I know that I have come a long way from where I was but it’s getting harder now. It’s become somewhat routine of what I eat, when, how food is prepared, packing everything that I can think of to possibly eat out and about, etc. I’ve got such a long way to go though- more than I’ve already lost. I’m knocking 80 pounds but the friends I know doing the same program, or eating lifestyle, are knocking on the heels of their goals. Noone had near as much to lose as I did/do. But perhaps, not having thought about it before, maybe I have the most to gain from losing all this. Can I really lose more than half of me from where I used to be?
I am getting discouraged… HELP! I feel better. I definitely look better. But inside – I’m really struggling with all the emotional stuff that is going along with this transformation. I know that I didn’t gain all this burden overnight and that it’s impossible to just wake up and be at goal, small ones or long term. I keep trying to picutre myself in the future. I’ve NEVER been there – I can’t see it. I want to see myself in a condition, a place, in a body that is completley unfamiliar to me but I can’t. Not yet anyways.
Noone has known me in a smaller form. Can I do it? I’ve never known Me in a smaller form! Will I even like me? Will I turn into a different person- that is not me? Will people like/love me more or less because of my physical appearance? I’ve never been one to judge by appearances because I don’t want someone to judge me. I’m sick of being judged because of this fat suit that’s attached. Can I still be me when externally it’s not the me that I’ve been for decades of my life? It really is hard to try to let all these feelings emerge, much less to talk about them and face them. Eighty pounds! I think I am in mourning. I’ve lost something. Do you go through steps of grieving over weight loss like you do when a loved one dies? Goodbye old “friend?” Shouldn’t I be celebrating instead of sad? It’s been my shield and protector for years – but from what and who? Myself!

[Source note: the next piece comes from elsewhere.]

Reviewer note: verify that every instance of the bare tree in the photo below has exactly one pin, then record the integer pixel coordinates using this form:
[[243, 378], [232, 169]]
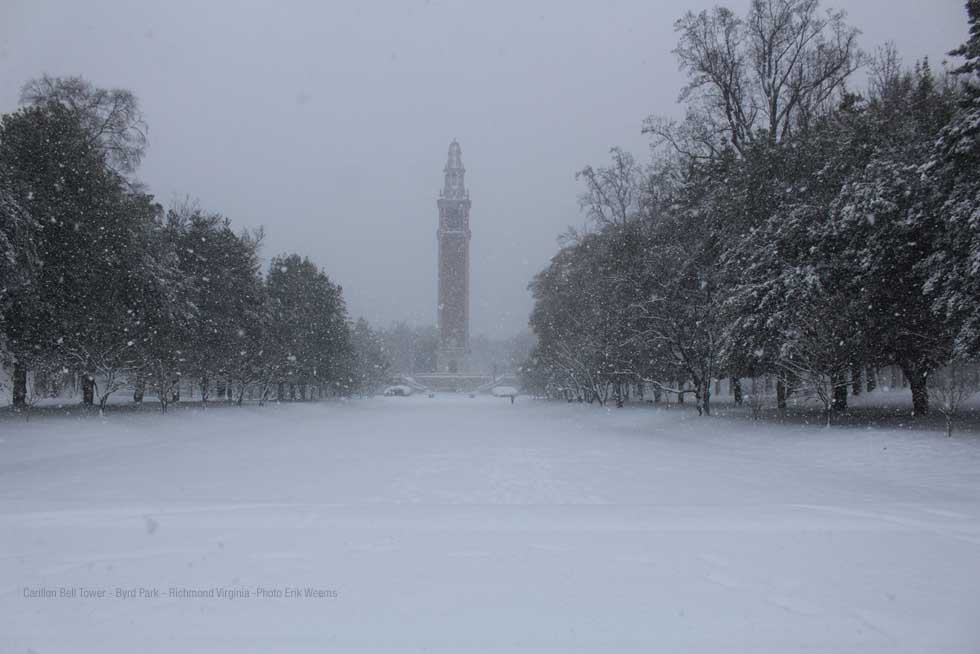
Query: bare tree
[[111, 117], [612, 194], [764, 76], [952, 386]]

I am scared. I’ll admit it. Am I to the point of turning back like I’ve always done? Getting to the edge of my “comfort zone”, do I stop and return to where I was? Can I cross the bridge? All I can see and hear in my head is Donkey yelling on the wobbly bridge “I’m looking down!” What will happen? If I stop it won’t be good. If I can push myself, drag myself, literally force myself to cross over this bridge where will it take me? Can I overcome these feelings of discouragement? I want to mentally, or do I? I AM STRUGGLING! BAD! I’ve not been under 300 punds in years and it feels good. I can not honestly tell you the last time I was under 250- college? maybe? I’m pretty sure my husband met me and married me above 250. That’s a whole other discussion about this relationship.
I am about to venture into territory that I have never explored or traveled-conciously. I’m trying to stay positive. I’m trying not to “cheat”. I’m trying to not think that I have such a LONGGGG way to go. I’m trying to still be encouraging to friends that I am so very jealous of now. I am honestly happy for them and very proud of their efforts so why am I mad? Guess I’m just so dang mad at myself that I let my condition get so far out of control. I have to keep trying to think that I’m not doing for my husband, my kids, my family, a party or gathering (reunion, etc) but that I am doing it for me. I’ve won some little battles internally to this point but this one keeps going on and on and on.
I know I’ve got to do this. I know I’m not giving up. I am worth it. I am doing it for me.